Behind the scenes as a bassist in the Denver Symphony Orchestra, which dissolved in 1989, Burrell felt differences among himself and his white colleagues. Whites had their own world to go home to in Denver, and African-Americans weren’t welcome, he says. They socialized only at work.
“When I left the hall, that was it,” he said.
He shared that story and others in an interview with “Colorado Matters” in 2006. At the time, he mentioned he had been working on a memoir.
Now Burrell is 94, and “The Life of Charlie Burrell: Breaking the Color Barrier in Classical Music" is being published, co-authored by Mitch Handelsman, a University of Colorado Denver professor of psychology and fellow musician.
Burrell and Handelsman will sign books Saturday, Dec. 6, from 2 to 4 p.m. at the Blair-Caldwell African American Research Library in Denver’s Five Points neighborhood, where Burrell used to perform regularly.
When Burrell came to Denver from Detroit in 1949, he came for the mountains and because had family in town. He brought his resume. He studied music at Cass-Technical School and Wayne State University, both in Detroit, and served in the Navy.
After playing for years in Denver, he joined the San Francisco Symphony Orchestra. He returned to the Denver symphony in the mid 1960s and retired with the Colorado Symphony Orchestra in 1999.
Along the way, he had four kids and married twice.

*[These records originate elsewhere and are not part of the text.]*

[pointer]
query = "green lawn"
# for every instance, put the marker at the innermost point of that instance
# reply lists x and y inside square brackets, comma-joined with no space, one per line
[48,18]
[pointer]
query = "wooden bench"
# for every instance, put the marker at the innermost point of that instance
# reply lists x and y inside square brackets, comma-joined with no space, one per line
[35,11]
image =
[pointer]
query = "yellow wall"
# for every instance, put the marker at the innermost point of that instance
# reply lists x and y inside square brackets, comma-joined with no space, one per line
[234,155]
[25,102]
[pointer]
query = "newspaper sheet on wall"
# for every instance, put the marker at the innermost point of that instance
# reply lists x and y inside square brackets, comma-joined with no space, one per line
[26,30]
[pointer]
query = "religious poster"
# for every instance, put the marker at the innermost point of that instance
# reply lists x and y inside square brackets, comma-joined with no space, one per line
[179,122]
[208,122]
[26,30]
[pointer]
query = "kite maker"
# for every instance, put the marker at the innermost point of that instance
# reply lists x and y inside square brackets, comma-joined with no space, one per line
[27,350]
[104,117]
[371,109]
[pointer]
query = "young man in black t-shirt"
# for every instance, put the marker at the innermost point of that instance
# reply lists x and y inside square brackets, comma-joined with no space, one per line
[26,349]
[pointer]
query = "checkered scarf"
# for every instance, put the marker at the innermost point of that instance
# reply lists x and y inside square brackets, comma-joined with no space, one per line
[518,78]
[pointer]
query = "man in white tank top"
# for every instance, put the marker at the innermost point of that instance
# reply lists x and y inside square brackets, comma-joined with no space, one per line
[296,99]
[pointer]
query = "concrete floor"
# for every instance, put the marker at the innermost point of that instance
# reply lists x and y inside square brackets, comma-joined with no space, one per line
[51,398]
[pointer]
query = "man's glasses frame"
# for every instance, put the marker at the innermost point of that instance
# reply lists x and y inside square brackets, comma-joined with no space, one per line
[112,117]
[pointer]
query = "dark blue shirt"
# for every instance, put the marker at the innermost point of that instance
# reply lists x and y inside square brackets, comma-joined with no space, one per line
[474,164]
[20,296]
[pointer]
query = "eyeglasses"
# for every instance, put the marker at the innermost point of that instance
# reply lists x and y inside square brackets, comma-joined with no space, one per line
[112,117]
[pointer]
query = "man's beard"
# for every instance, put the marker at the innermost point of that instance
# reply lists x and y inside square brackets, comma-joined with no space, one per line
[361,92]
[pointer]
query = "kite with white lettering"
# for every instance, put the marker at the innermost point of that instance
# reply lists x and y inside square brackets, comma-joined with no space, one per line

He says there were many years when he struggled with odd jobs, particularly in the early days.
“It was not the easiest thing in the world when jobs were pretty scarce and, in those times, I was only making $65 a week with the symphony,” he said, adding that there were few concerts in Denver at the time.
Some nights he’d play with the symphony and then rush to Denver’s Five Points neighborhood to play in jazz clubs where he was a regular.
He says he was “profoundly happy” playing classical, but he needed jazz, too, and not just for the money. “What kept me sane, was the fact that playing good jazz with people who had no hang ups.
"Symphony musicians were a little strange -- and still are. They have this thing about looking down their nose at everyone else that plays another instrument and that was the exposure I had with them, but with the jazz it was not like that.”